Posted to dev@ranger.apache.org by Don Bosco Durai <bo...@apache.org> on 2020/03/07 22:06:26 UTC
Re: Review Request 71921: Add support for ElasticSearch as an Audit
Database
-----------------------------------------------------------
This is an automatically generated e-mail. To reply, visit:
https://reviews.apache.org/r/71921/#review219835
-----------------------------------------------------------
agents-audit/pom.xml
Lines 118 (patched)
<https://reviews.apache.org/r/71921/#comment308058>
Any reason the version is hard coded?
agents-audit/src/main/java/org/apache/ranger/audit/destination/ElasticSearchAuditDestination.java
Lines 120 (patched)
<https://reviews.apache.org/r/71921/#comment308060>
Can we have this in if(LOG.isDebugEnabled()) { block }?

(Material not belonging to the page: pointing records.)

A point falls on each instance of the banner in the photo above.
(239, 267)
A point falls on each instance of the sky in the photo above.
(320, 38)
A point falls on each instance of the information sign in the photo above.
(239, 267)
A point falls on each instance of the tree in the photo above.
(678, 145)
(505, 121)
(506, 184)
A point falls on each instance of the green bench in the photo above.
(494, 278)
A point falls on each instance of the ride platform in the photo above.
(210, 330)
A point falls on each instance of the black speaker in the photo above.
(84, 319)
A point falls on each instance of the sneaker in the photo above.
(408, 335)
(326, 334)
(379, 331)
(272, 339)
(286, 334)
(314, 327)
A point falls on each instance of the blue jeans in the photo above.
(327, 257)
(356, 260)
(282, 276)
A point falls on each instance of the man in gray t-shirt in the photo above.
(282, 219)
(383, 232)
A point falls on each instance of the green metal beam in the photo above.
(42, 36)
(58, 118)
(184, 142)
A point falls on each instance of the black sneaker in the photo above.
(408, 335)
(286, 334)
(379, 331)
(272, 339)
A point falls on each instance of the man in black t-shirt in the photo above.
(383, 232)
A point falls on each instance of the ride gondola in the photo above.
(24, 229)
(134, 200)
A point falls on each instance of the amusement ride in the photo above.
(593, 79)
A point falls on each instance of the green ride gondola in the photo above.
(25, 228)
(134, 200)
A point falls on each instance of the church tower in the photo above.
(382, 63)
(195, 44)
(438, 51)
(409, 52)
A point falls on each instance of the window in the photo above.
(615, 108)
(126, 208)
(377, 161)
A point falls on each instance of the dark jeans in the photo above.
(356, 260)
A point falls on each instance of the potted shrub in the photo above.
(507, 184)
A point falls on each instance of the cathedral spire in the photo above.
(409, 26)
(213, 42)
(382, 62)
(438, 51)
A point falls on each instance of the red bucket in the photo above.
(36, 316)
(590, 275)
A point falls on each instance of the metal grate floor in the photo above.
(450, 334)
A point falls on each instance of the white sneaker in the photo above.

agents-audit/src/main/java/org/apache/ranger/audit/destination/ElasticSearchAuditDestination.java
Lines 160 (patched)
<https://reviews.apache.org/r/71921/#comment308061>
For debugging purpose, should we set this as member attributes and init load them and have it logged at INFO level (without the password)? This will help during debuging.
agents-audit/src/main/java/org/apache/ranger/audit/destination/ElasticSearchAuditDestination.java
Lines 200 (patched)
<https://reviews.apache.org/r/71921/#comment308062>
Can we print additional information like port, etc.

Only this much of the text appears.